Frame Structure for OFDMA with Time Division Duplexing

Orthogonal frequency division multiple access (OFDMA) is a multi-user version of digital data modulation scheme OFDM (orthogonal frequency division multiplexing). In OFDM, a single stream of data is divided into several separate sub-streams for transmission via multiple channels. OFDM uses the principle of frequency division multiplexing (FDM), where the available bandwidth is divided into a set of sub-streams having separate frequency bands.

In OFDMA, multiple access is achieved by assignment of different subsets of subcarriers to individual stations. This permits transmission to go on simultaneously at lower data rate from several stations.

The stations assigned to a given subcarrier alternate between sending and receiving using time division duplexing (TDD).

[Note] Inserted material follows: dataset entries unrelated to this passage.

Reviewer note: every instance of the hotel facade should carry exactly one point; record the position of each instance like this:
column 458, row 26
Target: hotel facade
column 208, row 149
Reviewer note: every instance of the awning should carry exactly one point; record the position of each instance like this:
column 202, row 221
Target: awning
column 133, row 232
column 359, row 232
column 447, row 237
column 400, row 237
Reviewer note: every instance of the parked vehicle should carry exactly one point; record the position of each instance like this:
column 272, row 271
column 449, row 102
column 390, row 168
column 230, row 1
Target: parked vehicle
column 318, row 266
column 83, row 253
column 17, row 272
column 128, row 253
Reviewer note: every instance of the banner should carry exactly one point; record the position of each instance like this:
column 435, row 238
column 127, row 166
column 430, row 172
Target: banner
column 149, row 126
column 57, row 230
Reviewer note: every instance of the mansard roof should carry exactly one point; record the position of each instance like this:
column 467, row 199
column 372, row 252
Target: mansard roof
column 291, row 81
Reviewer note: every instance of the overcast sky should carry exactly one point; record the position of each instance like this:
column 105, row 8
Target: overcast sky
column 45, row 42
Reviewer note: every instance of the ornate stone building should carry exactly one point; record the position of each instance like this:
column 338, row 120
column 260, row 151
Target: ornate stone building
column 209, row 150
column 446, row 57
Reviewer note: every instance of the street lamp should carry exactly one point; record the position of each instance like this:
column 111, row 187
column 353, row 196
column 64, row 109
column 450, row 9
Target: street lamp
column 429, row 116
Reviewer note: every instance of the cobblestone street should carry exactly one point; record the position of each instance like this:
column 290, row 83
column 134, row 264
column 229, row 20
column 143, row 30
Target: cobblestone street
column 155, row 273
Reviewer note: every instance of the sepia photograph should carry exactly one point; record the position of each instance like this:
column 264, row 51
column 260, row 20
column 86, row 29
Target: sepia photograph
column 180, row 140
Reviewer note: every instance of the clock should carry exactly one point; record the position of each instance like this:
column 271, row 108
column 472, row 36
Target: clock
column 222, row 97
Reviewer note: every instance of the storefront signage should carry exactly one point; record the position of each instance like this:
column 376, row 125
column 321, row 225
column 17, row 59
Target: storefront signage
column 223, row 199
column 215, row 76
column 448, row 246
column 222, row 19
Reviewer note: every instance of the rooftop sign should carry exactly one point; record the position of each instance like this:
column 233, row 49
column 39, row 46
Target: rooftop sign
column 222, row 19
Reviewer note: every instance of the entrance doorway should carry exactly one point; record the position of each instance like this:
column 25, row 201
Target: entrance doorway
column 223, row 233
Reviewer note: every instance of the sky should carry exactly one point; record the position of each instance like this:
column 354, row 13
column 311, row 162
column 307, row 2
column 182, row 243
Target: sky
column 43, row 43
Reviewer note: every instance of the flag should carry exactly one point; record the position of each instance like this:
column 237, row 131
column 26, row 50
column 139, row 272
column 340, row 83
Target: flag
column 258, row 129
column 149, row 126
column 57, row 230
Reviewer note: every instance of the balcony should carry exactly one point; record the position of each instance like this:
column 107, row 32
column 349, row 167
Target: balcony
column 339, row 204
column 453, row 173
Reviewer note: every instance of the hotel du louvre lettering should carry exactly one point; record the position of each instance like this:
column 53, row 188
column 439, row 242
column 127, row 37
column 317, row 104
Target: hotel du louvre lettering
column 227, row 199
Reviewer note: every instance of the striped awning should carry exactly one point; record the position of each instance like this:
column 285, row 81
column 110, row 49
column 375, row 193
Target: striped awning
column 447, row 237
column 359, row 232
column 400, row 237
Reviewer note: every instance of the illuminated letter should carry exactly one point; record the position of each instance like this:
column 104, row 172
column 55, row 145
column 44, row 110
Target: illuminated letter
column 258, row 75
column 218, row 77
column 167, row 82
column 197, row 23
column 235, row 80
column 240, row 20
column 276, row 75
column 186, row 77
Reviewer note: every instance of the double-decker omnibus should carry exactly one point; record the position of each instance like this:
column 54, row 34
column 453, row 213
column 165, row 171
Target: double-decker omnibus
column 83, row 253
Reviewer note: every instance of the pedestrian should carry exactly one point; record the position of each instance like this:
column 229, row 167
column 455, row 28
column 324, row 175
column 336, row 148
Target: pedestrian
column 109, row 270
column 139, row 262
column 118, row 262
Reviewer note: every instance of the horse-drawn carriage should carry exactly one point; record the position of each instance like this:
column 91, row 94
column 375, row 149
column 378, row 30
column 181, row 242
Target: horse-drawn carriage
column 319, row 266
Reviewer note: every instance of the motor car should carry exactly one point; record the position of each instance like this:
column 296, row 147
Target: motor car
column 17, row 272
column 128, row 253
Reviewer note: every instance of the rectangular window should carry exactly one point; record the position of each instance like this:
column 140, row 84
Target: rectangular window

In TDD, the uplink of a station is separated from the downlink by allocating different time slots in the same frequency band of a subcarrier. This allows asymmetric flow of data for upstream and downstream. Each station is allotted separate time slots for uplink and downlink transmission.

Frame Structure of OFDMA with TDD

The following diagram shows the frame structure that needs to be used for orthogonal frequency division multiple access with time division duplexing −

The particulars of the frame that is sent with respect to time is as follows −

  • Each frame starts with a preamble. The function of the preamble is to synchronize all the stations that are contending for the wireless channel.
  • The preamble is followed by two maps for downlink and uplink bursts. They hold information about how the downlink bursts and the uplink bursts are assigned over the frame in the subcarrier.
  • The above maps are controlled by the base station. This adds flexibility to the system, as the base station can allot different amount of bandwidth to the stations for each frame as per the requirements of the stations.
  • After the maps are transmitted, the base station sends bursts of downlink data streams to the concerned stations according to the timings laid down in the downlink map.
  • Downlink traffic ends with a guard band that allows the stations to switch from receiving to transmitting mode.
  • The stations then send their data in bursts of uplink data streams to the base station.
  • Among the uplink bursts, one is reserved for ranging. In the ranging process, new stations can send their upstream data. The stations request for bandwidth to connect to the base station and adjust their burst time according to the ranging slot.
  • After the whole frame has been sent, an inter-frame spacing is kept and then the base station initiates transmission of the next frame.